What Your Business Can Learn from the Amazon Cloud Outage
The servers are back up and users can once again check in on Foursquare and ask questions on Quora, but the legacy of last week's Amazon Elastic Cloud Computing (EC2) outage will live on and provide important lessons for businesses as they look to cloud computing for their IT future.
While there have been high profile cloud outages before, the scale and length of Amazon's unexpected downtime, as well as the profile of some of the clients that were dragged down with it, make it all the more impactful. So while Amazon scrambles to find out what went wrong, here's how to make sure you're ready for turbulence on the way to the cloud.
Amazon structures its cloud data center into Availability Zones to provide a level of redundancy. It's like designing a ship with multiple water-tight compartments, so that if one or two are damaged, the ship remains afloat. However, history has shown us no "unsinkable" ship is truly unsinkable, and to believe so is folly. Trust in your design, but always have enough lifejackets on board.
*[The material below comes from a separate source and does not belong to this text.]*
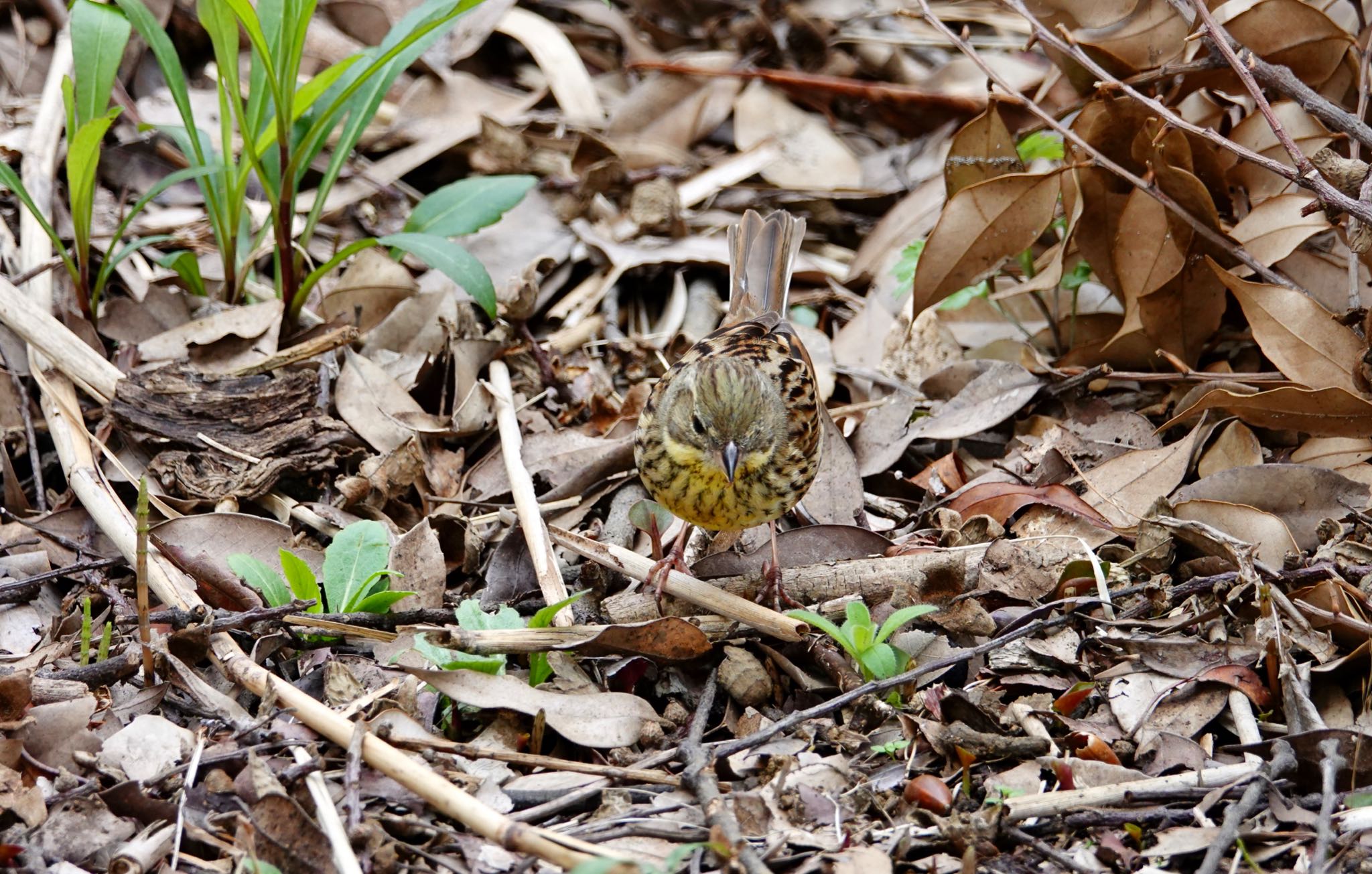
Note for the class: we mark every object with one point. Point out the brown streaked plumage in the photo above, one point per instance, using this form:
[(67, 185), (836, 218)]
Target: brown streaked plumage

Even with a major hole poked in its credibility by nearly two days of downtime, cloud computing in general and Amazon EC2 in particular still offer compelling benefits to the small business community--most notably, the capability to offload the management of complex compute demands.
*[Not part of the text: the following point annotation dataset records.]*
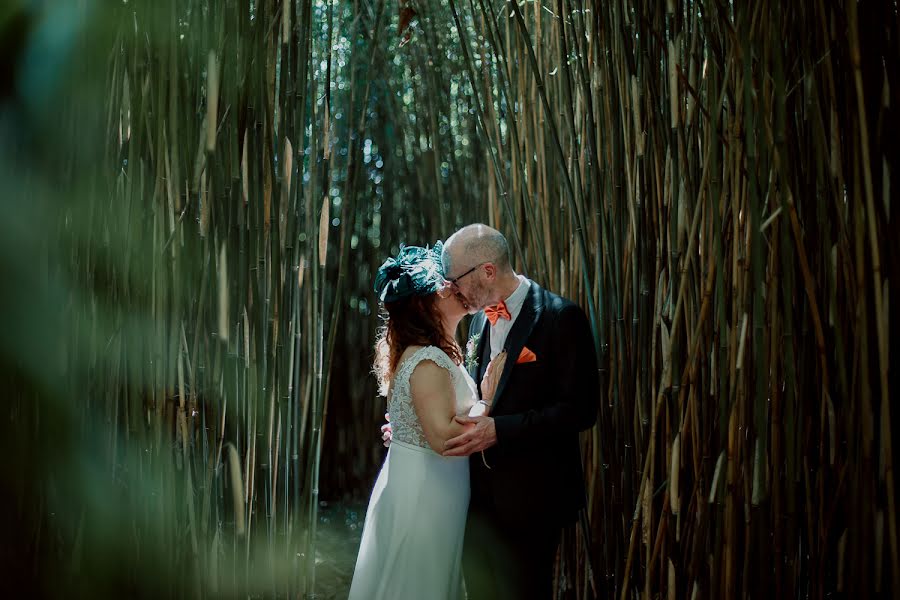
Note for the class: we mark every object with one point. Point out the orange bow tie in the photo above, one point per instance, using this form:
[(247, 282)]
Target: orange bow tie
[(493, 313)]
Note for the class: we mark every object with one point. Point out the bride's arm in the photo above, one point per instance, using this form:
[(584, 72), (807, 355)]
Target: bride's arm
[(434, 401)]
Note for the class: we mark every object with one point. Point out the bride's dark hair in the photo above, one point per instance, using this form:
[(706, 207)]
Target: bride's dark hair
[(410, 321)]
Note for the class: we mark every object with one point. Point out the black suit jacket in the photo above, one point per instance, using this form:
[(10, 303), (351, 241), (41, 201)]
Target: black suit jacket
[(538, 410)]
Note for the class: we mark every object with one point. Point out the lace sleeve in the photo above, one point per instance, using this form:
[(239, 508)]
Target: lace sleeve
[(404, 421)]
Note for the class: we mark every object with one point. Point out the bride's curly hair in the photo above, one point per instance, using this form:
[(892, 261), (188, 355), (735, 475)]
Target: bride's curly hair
[(410, 321)]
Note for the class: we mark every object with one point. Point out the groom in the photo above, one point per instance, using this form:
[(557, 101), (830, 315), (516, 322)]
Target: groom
[(525, 467)]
There are ways to mitigate some of the potential challenges of an outage like Amazon's. With some care and forethought, small businesses can still turn to the cloud as a way to reduce the time and money they stay on the "keeping the lights on" part of IT management, and increase the amount of effort they spend on innovation through technology.
What Is Mission Critical?
Businesses that depend on Internet connectivity, like Foursquare and Quora, are more attracted than most to the value proposition of cloud computing. The capability to scale their environment (and their bill) up or down with usage is huge. However, these are also the companies that stand to lose the most when there's downtime, as the Internet-based service literally is the business.
But unless you're launching the next hot-button social media property, you're a little bit more fortunate. You can pick and choose the parts of your IT infrastructure you want to keep on-site, and outsource others to maximize profitability.
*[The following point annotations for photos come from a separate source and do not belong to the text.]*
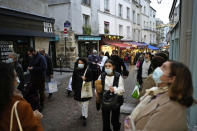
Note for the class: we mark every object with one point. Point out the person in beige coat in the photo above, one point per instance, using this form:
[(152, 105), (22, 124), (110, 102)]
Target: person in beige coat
[(163, 108)]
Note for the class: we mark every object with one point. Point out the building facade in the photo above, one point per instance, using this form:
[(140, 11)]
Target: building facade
[(24, 25), (183, 44), (148, 22), (160, 36), (82, 32)]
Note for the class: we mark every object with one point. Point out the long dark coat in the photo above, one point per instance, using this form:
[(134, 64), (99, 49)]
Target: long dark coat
[(77, 82)]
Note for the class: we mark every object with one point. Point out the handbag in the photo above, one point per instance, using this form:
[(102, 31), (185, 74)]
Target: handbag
[(51, 86), (86, 90), (14, 110), (136, 92)]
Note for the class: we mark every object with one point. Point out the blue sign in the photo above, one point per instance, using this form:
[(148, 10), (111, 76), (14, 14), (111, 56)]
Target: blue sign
[(67, 24), (89, 38)]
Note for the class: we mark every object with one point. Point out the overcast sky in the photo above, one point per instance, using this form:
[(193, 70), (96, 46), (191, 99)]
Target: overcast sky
[(162, 9)]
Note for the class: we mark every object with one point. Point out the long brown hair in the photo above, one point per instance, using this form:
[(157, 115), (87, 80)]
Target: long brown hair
[(181, 90)]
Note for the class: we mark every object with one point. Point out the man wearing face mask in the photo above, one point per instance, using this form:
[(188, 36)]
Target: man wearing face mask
[(144, 68), (93, 61), (13, 59), (37, 68)]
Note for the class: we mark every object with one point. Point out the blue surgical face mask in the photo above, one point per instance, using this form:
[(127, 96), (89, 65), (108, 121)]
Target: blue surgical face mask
[(157, 75), (10, 60), (18, 82), (108, 71), (81, 66)]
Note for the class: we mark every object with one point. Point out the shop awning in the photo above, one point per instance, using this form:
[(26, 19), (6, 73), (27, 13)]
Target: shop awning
[(121, 45), (140, 45), (152, 47)]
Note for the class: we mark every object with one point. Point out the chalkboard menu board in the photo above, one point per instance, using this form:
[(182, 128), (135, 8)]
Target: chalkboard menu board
[(5, 48)]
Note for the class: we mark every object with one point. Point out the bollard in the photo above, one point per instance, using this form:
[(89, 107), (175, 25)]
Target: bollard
[(60, 66)]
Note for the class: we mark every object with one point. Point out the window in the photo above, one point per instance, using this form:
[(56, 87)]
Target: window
[(120, 10), (86, 20), (150, 38), (128, 13), (120, 30), (134, 34), (138, 19), (150, 25), (128, 32), (134, 17), (106, 27), (106, 5), (86, 2)]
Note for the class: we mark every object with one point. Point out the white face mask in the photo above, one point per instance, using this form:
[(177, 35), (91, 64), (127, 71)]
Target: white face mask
[(10, 60), (81, 66), (157, 75), (108, 71)]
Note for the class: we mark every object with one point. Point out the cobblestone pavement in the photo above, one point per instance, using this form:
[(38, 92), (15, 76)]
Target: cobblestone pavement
[(61, 113)]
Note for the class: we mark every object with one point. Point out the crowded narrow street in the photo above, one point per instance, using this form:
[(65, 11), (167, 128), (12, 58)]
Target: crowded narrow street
[(62, 113)]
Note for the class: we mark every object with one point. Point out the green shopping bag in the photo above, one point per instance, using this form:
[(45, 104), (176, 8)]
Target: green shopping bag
[(136, 92)]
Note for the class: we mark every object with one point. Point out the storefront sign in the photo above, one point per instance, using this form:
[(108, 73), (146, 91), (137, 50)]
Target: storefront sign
[(5, 48), (67, 24), (89, 38), (48, 27)]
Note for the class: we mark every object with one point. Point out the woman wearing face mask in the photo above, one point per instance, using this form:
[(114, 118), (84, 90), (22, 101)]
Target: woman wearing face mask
[(163, 108), (81, 73), (113, 82), (29, 120)]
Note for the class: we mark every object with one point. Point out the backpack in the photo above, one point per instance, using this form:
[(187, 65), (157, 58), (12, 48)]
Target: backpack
[(126, 58), (110, 100)]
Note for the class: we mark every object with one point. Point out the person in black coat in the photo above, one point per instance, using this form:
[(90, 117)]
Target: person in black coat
[(145, 68), (37, 68), (13, 59), (78, 77), (119, 63), (49, 71)]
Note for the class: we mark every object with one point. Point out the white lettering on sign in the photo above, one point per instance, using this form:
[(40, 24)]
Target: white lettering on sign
[(48, 27)]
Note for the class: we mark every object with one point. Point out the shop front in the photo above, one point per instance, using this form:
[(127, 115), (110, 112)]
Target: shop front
[(86, 44), (20, 30), (109, 43)]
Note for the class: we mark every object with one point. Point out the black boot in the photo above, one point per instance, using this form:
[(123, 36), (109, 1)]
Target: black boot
[(84, 121), (50, 95), (98, 106)]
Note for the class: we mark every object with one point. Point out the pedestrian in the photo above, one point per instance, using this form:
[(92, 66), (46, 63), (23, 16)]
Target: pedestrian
[(127, 60), (37, 68), (49, 70), (164, 108), (148, 83), (104, 58), (119, 64), (81, 73), (144, 68), (29, 120), (93, 61), (13, 59), (112, 82)]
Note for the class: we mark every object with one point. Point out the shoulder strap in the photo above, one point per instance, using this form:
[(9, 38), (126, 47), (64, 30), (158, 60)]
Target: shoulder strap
[(103, 75), (85, 71), (14, 109), (116, 79)]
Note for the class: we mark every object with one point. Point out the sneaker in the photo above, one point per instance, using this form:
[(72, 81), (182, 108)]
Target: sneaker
[(50, 95), (84, 121)]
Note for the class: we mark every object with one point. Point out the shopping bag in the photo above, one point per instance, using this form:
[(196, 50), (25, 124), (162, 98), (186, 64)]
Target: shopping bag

The cloud doesn't have to be all or nothing. Maybe e-mail and the Website are too important to your business to be under anyone else's watch. But maybe there are some test and development workloads that can happily live on the cloud. If you're concerned about cloud provider reliability, use the cloud for workloads that won't take the business down with them if they go down or that can wait for a while should need be.
Diversify, Diversify, Diversify
If you are in a position where it makes sense to have even your most important IT infrastructure in the cloud for the sake of accessibility, flexibility or economics, there are ways to make it work for you. You're just going to have to make sure your cloud environment is at least as redundant and disaster-ready as is your on-location network, server and storage infrastructure.
My PC World colleague Tony Bradley offers the example of SmugMug, the online photo-sharing Website that run on Amazon's cloud, and yet survived the Amazonpocalypse with nary a scratch. In SmugMug's case, it was largely a case of being in the right parts of the cloud at the right time, and not subscribing to the hardest-hit Amazon service, its Elastic Block Storage offering.
But just to be sure, if the workload is critical, it may be worth investigating entering relationships with multiple cloud providers, preventing your business from falling to a single point of failure even in the cloud.
And while you're negotiating those deals with one or more cloud providers, take a minute to examine your service level agreements (SLAs) with any provider. SLAs should set out how your providers are rewarded when things go right, and how you're compensated when things go wrong.
Especially if you're working with a local service provider which is working with an Amazon, a Google, or another major public cloud infrastructure vendor, make sure those SLAs spell out who is responsible for what should things go awry. It's worth the extra time and effort early in the relationship to make sure those SLAs are clear, comprehensive and iron-clad.
If something goes wrong, you don't want your business to languish offline while your vendors pass the buck for responsibility for the outage. This is the very definition of when you want one throat to choke, and you want to make sure it's clear to whom that throat belongs.